Don't let yourself be driven by headlines about the dangers of the economy and buying or selling a home in today's environment. One of the worries is: "Will foreclosures take over the market like in 2008-2011 because of the housing crash?"
Here's an article published in RIS Media and written by McKissock Learning that will add some perspective and reassurance that it isn't likely we are doomed to repeat the mistakes of the crash period.
And if you are thinking of buying or selling a home then you'll want to get the latest info from our Team market specialists and Advisers. And be assured if you are buying a home by our exclusive Buyer Satisfaction Guarantee: Love the Home You Buy or We'll Buy It Back or Sell It For Free!* And of course for our home selling home-owners our Guaranteed Sale and Trade Up Program: Your Home Sold GUARANTEED, Or We'll Buy it!*
Here is the market trends article:
ARE WE DOOMED TO REPEAT THE 2000's HOUSING CRISIS?
The early 2000s housing crisis left many Americans financially devastated after losing their real estate investments and homes. It’s no surprise that people are still wary of this crisis repeating itself whenever there’s an extreme flux in the housing market—like our current market, almost two decades later.
However volatile our current market may be, it’s important to note that we are not doomed to repeat the 2000s housing crisis. Let’s explore where these two instances differ and why current homeowners should rest assured that history will not repeat itself.
What happened during the 2000s housing crisis?
There were a few key factors that contributed to the housing crisis in the early 2000s, beginning with skyrocketing rates of mortgage fraud, which caused an earlier recession and led to the Federal Reserve lowering its interest rates from 6.25% to 1% in an attempt to put off inflation. This caused the cost of lending to increase, with many borrowers seeing a 60% increase in repayment.
It didn’t help that the Federal Reserve was not strictly regulating the loan screening and approval process, allowing banks to approve risky mortgages. Inevitably, when people could not make their mortgage payments, the housing bubble burst, and thousands of homes were foreclosed upon.
Why is this current housing crisis different?
It’s understandable why people are worried that the 2000s housing crisis will repeat itself due to the increase in foreclosures following the pandemic. In the first quarter of 2022, the moratoriums that allowed homeowners to pause their mortgage payments for 18 months if they suffered from pandemic-related hardship expired, leading to an increase in foreclosures. However, the situation is not nearly as bad as before. Here’s why.
First, real estate foreclosures are approximately 57% of what they were in 2020. So, even though foreclosures increased when the moratoriums expired, the number of people who could not afford their mortgage payments was still lower than the number who could not afford them before the pandemic.

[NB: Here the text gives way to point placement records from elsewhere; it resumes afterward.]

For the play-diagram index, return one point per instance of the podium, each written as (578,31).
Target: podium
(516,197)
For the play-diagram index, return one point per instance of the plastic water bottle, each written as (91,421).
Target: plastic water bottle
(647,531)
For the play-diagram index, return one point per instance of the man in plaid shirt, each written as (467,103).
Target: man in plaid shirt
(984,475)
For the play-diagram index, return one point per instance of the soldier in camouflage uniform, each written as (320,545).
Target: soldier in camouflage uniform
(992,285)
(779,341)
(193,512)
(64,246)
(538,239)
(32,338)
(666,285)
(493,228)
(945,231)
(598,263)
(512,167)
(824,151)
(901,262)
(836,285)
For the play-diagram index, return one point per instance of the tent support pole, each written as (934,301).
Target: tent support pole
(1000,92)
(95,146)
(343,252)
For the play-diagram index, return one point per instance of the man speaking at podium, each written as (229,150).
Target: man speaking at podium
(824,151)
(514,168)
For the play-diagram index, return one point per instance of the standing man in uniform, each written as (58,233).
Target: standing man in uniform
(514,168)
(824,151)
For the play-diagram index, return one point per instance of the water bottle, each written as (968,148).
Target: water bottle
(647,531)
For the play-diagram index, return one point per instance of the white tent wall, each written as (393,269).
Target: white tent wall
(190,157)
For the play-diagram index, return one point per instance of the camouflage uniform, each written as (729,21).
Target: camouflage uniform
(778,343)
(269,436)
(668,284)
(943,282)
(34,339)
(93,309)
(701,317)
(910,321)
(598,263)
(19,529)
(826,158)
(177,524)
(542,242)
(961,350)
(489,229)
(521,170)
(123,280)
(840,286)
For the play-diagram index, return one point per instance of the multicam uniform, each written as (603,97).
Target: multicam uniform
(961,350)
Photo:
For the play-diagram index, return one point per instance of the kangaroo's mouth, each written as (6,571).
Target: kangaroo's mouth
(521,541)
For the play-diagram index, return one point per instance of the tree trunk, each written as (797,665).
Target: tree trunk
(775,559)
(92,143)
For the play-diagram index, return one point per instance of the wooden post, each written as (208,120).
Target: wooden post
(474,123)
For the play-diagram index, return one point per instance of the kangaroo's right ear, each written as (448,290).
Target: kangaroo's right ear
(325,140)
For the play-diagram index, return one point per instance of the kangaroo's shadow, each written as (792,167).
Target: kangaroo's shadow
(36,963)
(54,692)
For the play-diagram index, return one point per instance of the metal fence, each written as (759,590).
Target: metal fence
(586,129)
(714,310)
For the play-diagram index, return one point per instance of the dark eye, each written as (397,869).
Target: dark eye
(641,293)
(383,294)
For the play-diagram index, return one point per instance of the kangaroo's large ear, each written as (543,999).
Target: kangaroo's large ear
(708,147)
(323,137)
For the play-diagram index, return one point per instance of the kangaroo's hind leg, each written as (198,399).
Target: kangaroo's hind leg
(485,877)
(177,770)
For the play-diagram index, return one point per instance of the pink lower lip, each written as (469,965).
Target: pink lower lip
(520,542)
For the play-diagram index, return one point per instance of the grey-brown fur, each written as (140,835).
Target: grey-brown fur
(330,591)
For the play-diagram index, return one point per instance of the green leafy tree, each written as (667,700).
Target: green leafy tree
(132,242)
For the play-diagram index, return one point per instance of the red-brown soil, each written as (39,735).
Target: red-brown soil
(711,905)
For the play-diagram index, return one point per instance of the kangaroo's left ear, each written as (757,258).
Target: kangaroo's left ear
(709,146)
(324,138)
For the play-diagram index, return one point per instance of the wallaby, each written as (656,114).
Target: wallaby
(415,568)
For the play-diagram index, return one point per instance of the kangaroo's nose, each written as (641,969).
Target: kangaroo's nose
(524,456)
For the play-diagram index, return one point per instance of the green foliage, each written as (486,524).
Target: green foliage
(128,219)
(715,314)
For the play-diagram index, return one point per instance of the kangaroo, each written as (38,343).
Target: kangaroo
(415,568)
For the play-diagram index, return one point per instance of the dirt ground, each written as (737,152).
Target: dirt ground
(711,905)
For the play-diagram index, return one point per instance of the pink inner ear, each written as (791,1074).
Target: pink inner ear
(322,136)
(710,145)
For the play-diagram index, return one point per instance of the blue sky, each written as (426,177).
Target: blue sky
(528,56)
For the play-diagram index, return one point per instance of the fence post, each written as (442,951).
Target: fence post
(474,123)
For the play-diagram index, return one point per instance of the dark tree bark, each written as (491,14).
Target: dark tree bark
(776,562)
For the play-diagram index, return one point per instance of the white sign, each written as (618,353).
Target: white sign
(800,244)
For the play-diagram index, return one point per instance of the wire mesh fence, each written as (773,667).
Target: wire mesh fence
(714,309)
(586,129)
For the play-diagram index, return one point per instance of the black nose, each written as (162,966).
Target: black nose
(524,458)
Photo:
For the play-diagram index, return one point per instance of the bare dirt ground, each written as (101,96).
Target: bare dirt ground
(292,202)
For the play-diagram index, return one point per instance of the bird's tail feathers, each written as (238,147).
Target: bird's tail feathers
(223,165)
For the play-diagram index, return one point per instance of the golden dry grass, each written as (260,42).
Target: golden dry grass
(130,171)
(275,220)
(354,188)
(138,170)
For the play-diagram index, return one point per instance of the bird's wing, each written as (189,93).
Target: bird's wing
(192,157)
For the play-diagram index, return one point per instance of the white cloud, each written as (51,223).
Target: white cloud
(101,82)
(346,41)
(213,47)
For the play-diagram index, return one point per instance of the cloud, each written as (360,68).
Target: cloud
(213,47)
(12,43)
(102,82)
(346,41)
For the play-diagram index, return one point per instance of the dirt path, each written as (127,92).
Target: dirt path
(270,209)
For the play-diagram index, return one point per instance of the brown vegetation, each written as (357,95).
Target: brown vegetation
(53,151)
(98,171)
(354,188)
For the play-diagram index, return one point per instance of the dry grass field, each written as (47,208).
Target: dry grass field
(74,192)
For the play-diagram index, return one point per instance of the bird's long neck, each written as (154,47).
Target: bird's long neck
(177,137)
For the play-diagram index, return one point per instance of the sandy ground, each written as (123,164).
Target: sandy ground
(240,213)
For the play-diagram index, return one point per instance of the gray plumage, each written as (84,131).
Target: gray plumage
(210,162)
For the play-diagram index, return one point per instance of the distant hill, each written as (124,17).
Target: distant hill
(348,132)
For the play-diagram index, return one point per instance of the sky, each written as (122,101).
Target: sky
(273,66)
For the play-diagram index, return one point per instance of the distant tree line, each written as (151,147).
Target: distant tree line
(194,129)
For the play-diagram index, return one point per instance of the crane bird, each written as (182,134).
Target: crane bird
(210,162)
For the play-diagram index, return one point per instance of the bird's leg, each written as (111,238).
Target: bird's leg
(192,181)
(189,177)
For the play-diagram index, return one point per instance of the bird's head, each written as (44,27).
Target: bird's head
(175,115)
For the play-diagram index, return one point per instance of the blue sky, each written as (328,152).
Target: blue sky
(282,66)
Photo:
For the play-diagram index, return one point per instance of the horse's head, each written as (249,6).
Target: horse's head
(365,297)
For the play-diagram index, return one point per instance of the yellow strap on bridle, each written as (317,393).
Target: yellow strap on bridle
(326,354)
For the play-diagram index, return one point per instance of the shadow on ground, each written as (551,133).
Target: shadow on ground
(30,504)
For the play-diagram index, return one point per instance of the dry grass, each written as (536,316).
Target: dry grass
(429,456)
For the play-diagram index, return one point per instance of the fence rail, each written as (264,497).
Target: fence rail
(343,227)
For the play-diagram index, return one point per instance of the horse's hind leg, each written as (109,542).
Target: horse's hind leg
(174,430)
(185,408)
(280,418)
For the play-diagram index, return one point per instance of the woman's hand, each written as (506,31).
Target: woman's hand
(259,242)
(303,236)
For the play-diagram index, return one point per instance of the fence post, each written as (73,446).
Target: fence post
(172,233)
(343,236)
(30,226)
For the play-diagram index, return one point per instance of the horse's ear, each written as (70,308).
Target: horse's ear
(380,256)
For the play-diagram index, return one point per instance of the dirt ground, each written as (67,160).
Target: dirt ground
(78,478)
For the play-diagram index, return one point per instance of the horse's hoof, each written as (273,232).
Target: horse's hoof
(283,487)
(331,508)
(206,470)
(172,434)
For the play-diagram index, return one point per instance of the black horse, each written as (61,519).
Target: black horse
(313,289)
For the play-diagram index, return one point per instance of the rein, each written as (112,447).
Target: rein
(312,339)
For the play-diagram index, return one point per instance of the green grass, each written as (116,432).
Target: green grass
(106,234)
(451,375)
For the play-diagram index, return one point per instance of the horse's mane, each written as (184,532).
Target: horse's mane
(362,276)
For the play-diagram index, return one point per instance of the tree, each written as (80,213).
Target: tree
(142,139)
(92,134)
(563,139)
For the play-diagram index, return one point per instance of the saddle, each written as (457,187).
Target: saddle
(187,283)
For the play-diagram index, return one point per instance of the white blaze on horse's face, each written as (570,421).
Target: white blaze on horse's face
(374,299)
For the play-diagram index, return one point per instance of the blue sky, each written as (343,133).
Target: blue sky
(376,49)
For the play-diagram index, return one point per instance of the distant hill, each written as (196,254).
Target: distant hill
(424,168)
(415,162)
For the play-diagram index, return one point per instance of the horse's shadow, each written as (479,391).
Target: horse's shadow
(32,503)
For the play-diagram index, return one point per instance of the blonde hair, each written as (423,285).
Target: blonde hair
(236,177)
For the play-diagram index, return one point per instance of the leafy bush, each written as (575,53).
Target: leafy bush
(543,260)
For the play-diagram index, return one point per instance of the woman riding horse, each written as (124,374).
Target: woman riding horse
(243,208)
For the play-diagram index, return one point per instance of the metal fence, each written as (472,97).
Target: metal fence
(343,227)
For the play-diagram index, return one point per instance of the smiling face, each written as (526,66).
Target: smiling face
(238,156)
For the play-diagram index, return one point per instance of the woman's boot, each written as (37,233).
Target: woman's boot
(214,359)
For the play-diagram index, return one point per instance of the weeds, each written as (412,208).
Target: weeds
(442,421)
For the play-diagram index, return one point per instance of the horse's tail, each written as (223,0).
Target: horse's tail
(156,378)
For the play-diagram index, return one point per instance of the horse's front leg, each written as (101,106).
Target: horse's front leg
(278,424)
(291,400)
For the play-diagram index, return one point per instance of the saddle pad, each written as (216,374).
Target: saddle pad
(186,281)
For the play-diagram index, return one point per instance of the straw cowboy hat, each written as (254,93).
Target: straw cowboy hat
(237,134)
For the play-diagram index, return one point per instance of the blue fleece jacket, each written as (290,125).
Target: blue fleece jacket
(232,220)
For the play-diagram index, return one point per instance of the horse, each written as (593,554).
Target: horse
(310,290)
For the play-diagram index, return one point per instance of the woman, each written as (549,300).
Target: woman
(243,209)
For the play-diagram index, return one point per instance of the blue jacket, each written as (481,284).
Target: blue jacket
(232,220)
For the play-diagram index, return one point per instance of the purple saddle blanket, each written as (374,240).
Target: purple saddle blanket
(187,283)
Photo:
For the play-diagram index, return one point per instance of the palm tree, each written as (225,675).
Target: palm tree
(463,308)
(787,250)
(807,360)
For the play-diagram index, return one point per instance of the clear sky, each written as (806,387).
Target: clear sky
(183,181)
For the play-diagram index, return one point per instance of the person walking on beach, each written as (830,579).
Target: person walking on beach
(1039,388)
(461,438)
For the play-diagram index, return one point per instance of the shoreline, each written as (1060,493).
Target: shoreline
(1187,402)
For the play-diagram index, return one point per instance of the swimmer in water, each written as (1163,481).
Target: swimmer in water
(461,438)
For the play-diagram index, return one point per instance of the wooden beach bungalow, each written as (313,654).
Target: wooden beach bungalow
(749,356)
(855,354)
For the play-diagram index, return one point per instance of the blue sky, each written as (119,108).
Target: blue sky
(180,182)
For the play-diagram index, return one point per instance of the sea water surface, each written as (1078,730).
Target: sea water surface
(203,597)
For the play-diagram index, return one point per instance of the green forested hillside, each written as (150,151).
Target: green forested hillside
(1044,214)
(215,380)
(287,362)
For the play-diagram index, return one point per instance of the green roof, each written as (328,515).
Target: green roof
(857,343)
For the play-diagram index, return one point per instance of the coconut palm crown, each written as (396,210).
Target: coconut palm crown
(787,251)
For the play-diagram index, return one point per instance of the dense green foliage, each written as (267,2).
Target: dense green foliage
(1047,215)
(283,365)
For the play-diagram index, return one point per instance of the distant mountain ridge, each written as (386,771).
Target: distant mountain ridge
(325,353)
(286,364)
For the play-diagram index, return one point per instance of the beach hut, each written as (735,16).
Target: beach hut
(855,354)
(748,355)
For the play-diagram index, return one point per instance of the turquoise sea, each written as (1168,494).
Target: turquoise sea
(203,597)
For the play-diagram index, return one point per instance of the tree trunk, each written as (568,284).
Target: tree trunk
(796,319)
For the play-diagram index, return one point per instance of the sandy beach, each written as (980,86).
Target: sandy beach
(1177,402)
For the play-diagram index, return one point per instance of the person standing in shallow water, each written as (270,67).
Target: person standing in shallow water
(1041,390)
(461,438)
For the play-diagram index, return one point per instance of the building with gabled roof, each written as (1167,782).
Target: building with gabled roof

Secondly, buyer demand is still high, which means that those who cannot afford to pay their mortgage can opt to sell their house instead. This prevents further foreclosures and helps to maintain some stability. Additionally, most people facing foreclosure have positive equity in the house.
Finally, banks are stricter when it comes to the loan screening process and approvals, limiting the amount of “risky mortgages” that could lead to foreclosures if the market suddenly inflated again.
While there are still people facing foreclosure, the process has extended to a couple of years, and there are more options for homeowners to bounce back.